Publié le 26 juin 2017 par Léonidas Durandal à 15 h 05 min

L’Histoire sert ici de support au récit d’une histoire inventée de toute pièce qui met en lumière l’influence des caractères individuels sur le cours d’événements globaux. Moins esthétique que le premier opus, « 300, la naissance d’un empire » verse dans le gore pour tenter de concurrencer son prédécesseur en termes de virilité. Vouloir agir ainsi était puérile et a affaibli un film qui se laisse pourtant regarder. Il faudra trouver ailleurs une raison de s’y intéresser particulièrement, au niveau du débat philosophique qu’il développe par exemple sur la démocratie ou des relations qu’hommes et femmes entretiennent entre eux, ces deux thématiques se chevauchant parfois au sens propre du terme. J’y reviendrai.

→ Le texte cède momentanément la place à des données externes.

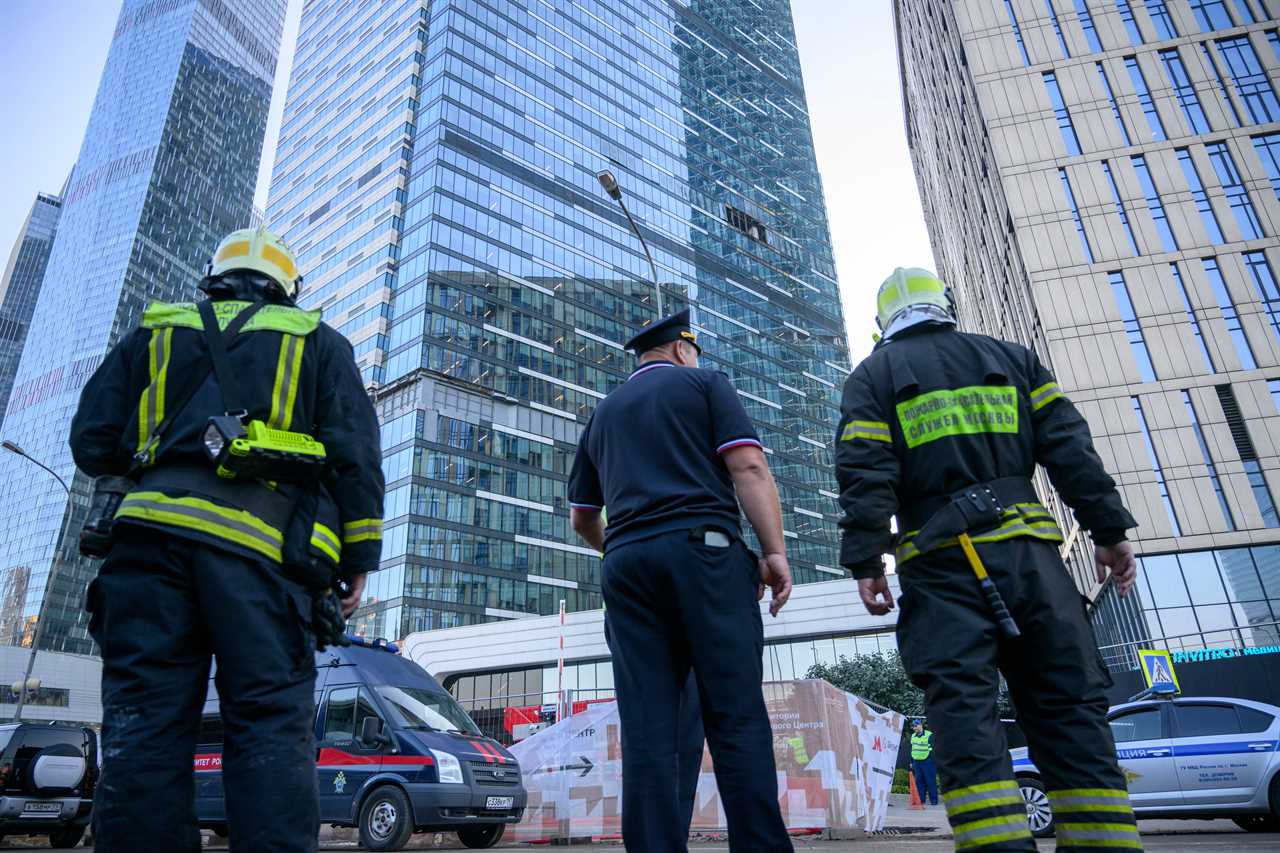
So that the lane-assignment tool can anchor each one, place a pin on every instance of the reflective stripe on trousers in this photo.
(1095, 819)
(988, 815)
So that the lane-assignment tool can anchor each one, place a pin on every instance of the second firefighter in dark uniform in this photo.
(201, 565)
(944, 430)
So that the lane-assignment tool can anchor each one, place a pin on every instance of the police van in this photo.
(1196, 757)
(396, 756)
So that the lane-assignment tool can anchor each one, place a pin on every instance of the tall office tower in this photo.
(437, 176)
(21, 286)
(167, 168)
(1101, 181)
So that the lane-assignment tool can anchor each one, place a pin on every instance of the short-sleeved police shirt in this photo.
(652, 454)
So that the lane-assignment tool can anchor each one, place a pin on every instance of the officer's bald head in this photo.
(680, 351)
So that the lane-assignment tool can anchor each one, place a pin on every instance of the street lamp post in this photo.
(53, 570)
(611, 186)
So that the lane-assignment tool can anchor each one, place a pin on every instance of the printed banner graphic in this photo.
(835, 761)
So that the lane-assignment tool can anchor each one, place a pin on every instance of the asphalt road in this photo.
(1159, 836)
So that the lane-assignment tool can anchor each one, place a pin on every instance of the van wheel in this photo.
(481, 836)
(65, 836)
(385, 820)
(1040, 815)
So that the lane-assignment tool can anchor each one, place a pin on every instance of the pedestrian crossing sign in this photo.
(1157, 669)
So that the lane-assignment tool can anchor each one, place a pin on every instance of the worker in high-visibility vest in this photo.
(922, 762)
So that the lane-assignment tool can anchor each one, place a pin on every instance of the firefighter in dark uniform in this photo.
(197, 562)
(944, 430)
(666, 452)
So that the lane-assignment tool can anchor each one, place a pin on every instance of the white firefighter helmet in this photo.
(912, 296)
(261, 251)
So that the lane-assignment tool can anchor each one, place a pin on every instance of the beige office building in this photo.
(1101, 181)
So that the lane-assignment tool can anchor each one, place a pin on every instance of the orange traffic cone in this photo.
(915, 794)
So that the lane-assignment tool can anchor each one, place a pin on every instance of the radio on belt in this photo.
(257, 451)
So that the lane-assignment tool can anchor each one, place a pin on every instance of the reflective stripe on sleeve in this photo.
(327, 542)
(204, 516)
(361, 529)
(151, 404)
(284, 392)
(1045, 395)
(876, 430)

La vraie histoire : la démocratie athénienne s’est immiscée dans les affaires perses en soutenant la révolte de Ioniens qui voulaient se libérer de la tutelle impériale. En défendant la liberté de ce peuple à l’ouest de la Turquie, où se situe d’ailleurs le récit mythologique de la Guerre de Troie, Athènes défendait ainsi son modèle de cité libre, tout en voulant étendre sa sphère d’influence. Toute ressemblance des politiques actuelles, n’est pas du tout le fruit d’un hasard. Vexés, les Perses ne pardonneront pas aux Athéniens leur ingérence, et voudront se venger de leur cité. Ils enverront un contingent assez important pour surpasser les forces grecques, mais seront défaits à Marathon par les Athéniens seuls qui n’auront pas attendus des Spartes occupés à leurs fêtes religieuses. Ces derniers, vexés à leur tour de n’avoir eu part au combat, se feront fort de contenir la deuxième invasion perse 10 ans plus tard. C’est l’histoire des Thermopyles, où Léonidas 1er retardera des centaines de milliers d’hommes avec quelques uns de ses hoplites avant que les cités grecques ne s’unissent.

L’horrible traître

Trahi par Callidromo, lui et ses équipiers mourront en héros. Voilà l’objet du premier film réalisé par Zack Snyder, et qui est une véritable réussite émotionnelle. Le deuxième film, lui, s’étend sur les exploits athéniens précédent ce fait d’armes et ceux qui suivront. Il défend non plus l’idée de courage mais celle de liberté et de démocratie. Ainsi nourrit-il un débat plus qu’une émotion, et voilà donc sous quel angle il doit être analysé.

 

300, la naissance d’un empire : mâle démocratie contre imperfections de la démocratie

A une époque d’esclavage et où seuls les hommes avaient le droit de vote, le scénariste identifie la démocratie à un mâle : Thémistocle. C’est une des faiblesses de l’intrigue. Cette conception particulière de ce système politique ne correspond pas du tout à ce que nous vivons actuellement, où une majorité de votants, sont des votantes au sein de notre suffrage universel. Cependant, cette dialectique permet de comprendre un des aspects fondamentaux de notre monde en général : la décision politique et la défense de la liberté, doivent être mâles pour que la société soit viable. Cet homme qui défend l’idée de liberté fait donc face à une femme qui défend elle, à travers l’empire perse, l’idée de liberté absolue, qui n’est que l’envers de la tyrannie. Les deux personnages sont dans leurs rôles sexués. Le privilège des hommes est celui des règles, des limites et du droit. Celui des femmes d’un pouvoir né de relations personnelles fusionnelles qui à un niveau politique devient, avec le temps, absolutiste.

 

Les origines du mal dans ce film

Artémise 1ère, puisqu’il s’agit d’elle, est née au sein de la démocratie athénienne, mais violée par des hoplites durant une bonne partie de son enfance, récupérée par un bon samaritain noir et perse, elle va se retourner contre le pays duquel elle est originaire. Il faudra souligner ici combien l’allégorie antiféministe est lumineuse. Elle nous rappelle qu’une bonne part du contingent de féministes de notre société est alimenté par les sévices que certaines d’entre elles ont subi. Combien de filles violées, combien de filles mal aimées dans leur famille, sans père ou avec un père défaillant, s’enferment dans leur haine des hommes et augmentent ainsi la cohorte de folles qui veulent détruire notre société. Artémise en est l’image, mais contrairement à celles que nous connaissons, sa haine ne l’a pas marquée physiquement et elle est belle, d’une beauté ravageuse dont elle se sert comme d’une arme pour arriver à ses fins.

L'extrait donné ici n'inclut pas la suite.